Un equipo de investigadores ha logrado un avance sorprendente: convertir residuos plásticos en paracetamol utilizando una combinación innovadora de química y biología. El estudio, publicado en Nature Chemistry, demuestra cómo una bacteria común puede transformarse en una pequeña fábrica de medicamentos a partir de basura plástica.
El paracetamol (o acetaminofén) es uno de los analgésicos y antipiréticos más utilizados en el mundo. Tradicionalmente, se fabrica a partir de compuestos derivados del petróleo, pero la necesidad de métodos más sostenibles ha impulsado la búsqueda de alternativas basadas en desechos, como el plástico tereftalato de polietileno (TPE), ampliamente presente en envases y textiles.

La clave del avance fue lograr que una reacción química clásica, la reordenación de Lossen, ocurriera dentro de células vivas. Esta reacción, conocida desde hace más de un siglo, requería normalmente condiciones incompatibles con la vida. Sin embargo, el equipo, de la Universidad de Edimburgo, demostró que la reacción podía realizarse en presencia de bacterias vivas, gracias a la acción catalítica de un ion común: el fosfato.
El proceso comienza con la degradación química del TPE, que lo convierte en una molécula precursora. Esta se introduce en cultivos de la bacteria Escherichia coli, donde ocurre la reordenación de Lossen y se forma un intermedio útil.

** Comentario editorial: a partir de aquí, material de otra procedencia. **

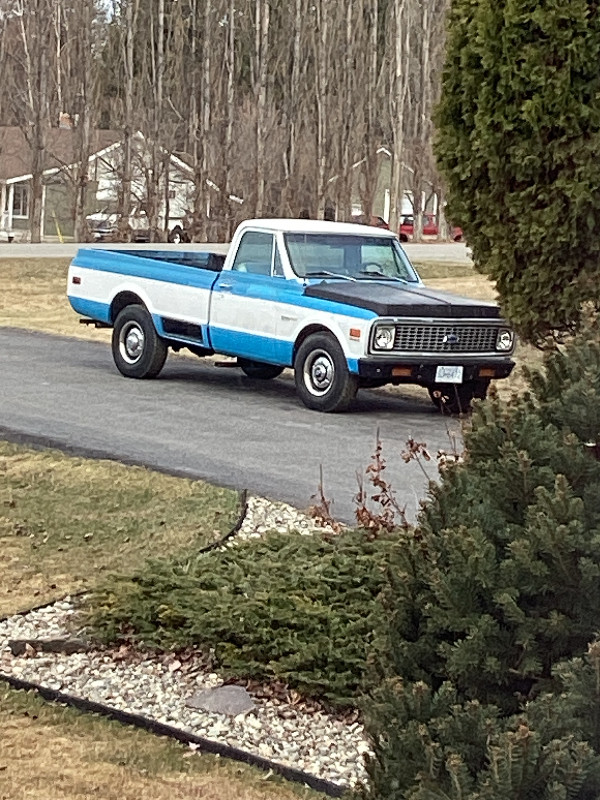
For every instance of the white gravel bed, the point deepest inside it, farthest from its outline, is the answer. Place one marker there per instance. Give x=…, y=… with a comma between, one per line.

Luego, los científicos modificaron genéticamente la E. coli, incorporando genes que permiten completar los pasos necesarios para producir paracetamol. El resultado: el 92 % del TPE degradado se transformó en paracetamol.
Este trabajo no solo ofrece una posible vía para revalorizar residuos plásticos, sino que también demuestra el poder de combinar herramientas químicas y biológicas para crear procesos más eficientes. Empresas farmacéuticas como AstraZeneca ya están colaborando para escalar esta tecnología, aunque todavía existen dificultades, como encontrar métodos de degradación del plástico que sean seguros y viables a gran escala.
Según expertos, esta investigación es un ejemplo destacado de cómo la biotecnología moderna puede contribuir a la economía circular, cerrando el ciclo entre desecho y recurso útil. Si bien aún queda camino por recorrer, el potencial de esta línea de trabajo es enorme: convertir contaminantes en medicamentos esenciales.